HIV also increases your risk of getting STIs, including:
- human papillomavirus (HPV), which can lead to genital warts or even cervical cancer
If you have genital herpes, your outbreaks may be worse and happen more often. Also, your body may not respond as well to your herpes treatment.
PID is an infection of your uterus, fallopian tubes, and ovaries. PID in HIV-positive women may be harder to treat. Also, symptoms may last longer than usual or return more often.
As HIV progresses, symptoms can include:
- nausea and vomiting
- weight loss
- severe headache
- joint pain
- muscle aches
- shortness of breath
- chronic cough
- trouble swallowing
In the later stages, HIV can lead to:
- short-term memory loss
- mental confusion
The most advanced stage of HIV is called acquired immune deficiency syndrome (AIDS). At this stage, the immune system is severely compromised and infections become increasingly hard to fight off. Certain cancers mark the transition from HIV to AIDS. These are called “AIDS-defining cancers” and include Kaposi sarcoma and non-Hodgkin’s lymphoma. They also include cervical cancer, which is specific to women.
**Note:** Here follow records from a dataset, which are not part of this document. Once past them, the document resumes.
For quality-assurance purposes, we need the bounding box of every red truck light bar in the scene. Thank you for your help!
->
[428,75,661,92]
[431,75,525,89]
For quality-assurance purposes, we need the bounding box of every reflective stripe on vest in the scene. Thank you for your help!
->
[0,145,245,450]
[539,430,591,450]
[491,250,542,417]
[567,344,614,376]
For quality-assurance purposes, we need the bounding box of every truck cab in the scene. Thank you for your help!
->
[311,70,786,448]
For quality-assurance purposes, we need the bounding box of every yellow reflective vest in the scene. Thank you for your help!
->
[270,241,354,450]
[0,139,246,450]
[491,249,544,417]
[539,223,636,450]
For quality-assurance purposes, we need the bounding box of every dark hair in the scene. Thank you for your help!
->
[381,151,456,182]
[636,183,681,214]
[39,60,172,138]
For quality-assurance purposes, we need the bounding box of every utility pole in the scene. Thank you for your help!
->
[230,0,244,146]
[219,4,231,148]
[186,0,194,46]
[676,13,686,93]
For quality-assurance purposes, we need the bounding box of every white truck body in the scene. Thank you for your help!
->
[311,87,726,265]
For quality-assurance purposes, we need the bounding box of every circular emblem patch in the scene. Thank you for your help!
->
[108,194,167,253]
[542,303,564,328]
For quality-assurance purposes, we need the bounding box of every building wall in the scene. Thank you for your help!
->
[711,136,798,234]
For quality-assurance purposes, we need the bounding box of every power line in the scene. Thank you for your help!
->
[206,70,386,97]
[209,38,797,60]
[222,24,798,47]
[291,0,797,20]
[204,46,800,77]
The only way to know for sure if you have HIV is to get tested. It’s easy and you can do it anonymously. You can get tested at your doctor’s office, go to a local testing site, or do an at-home test. Check out the AIDS.gov website for more information.
HIV is transmitted through bodily fluids. This can happen through sharing needles during drug use or through sexual intercourse. Key ways to reduce the risk of HIV infection include the following:
- If you use intravenous drugs, don’t share needles.
- Unless you have a single sexual partner who is HIV-negative (and as long as you are their only partner), always use a condom and use it properly.
- Don’t douche after sex. It provides no protection against transmission of HIV. Also, douching can alter the natural bacterial balance of yeast in the vagina, increasing the risk of HIV and STDs, or making an existing infection worse.
Talk to your doctor
If you have any of these symptoms and are concerned that you have HIV, a good first step is to talk to your doctor. Most HIV symptoms can also be caused by other factors, and your doctor can help determine if something else is causing your symptoms. They can also guide you in getting tested for HIV, and help devise a treatment plan for your symptoms, whatever their cause turns out to be.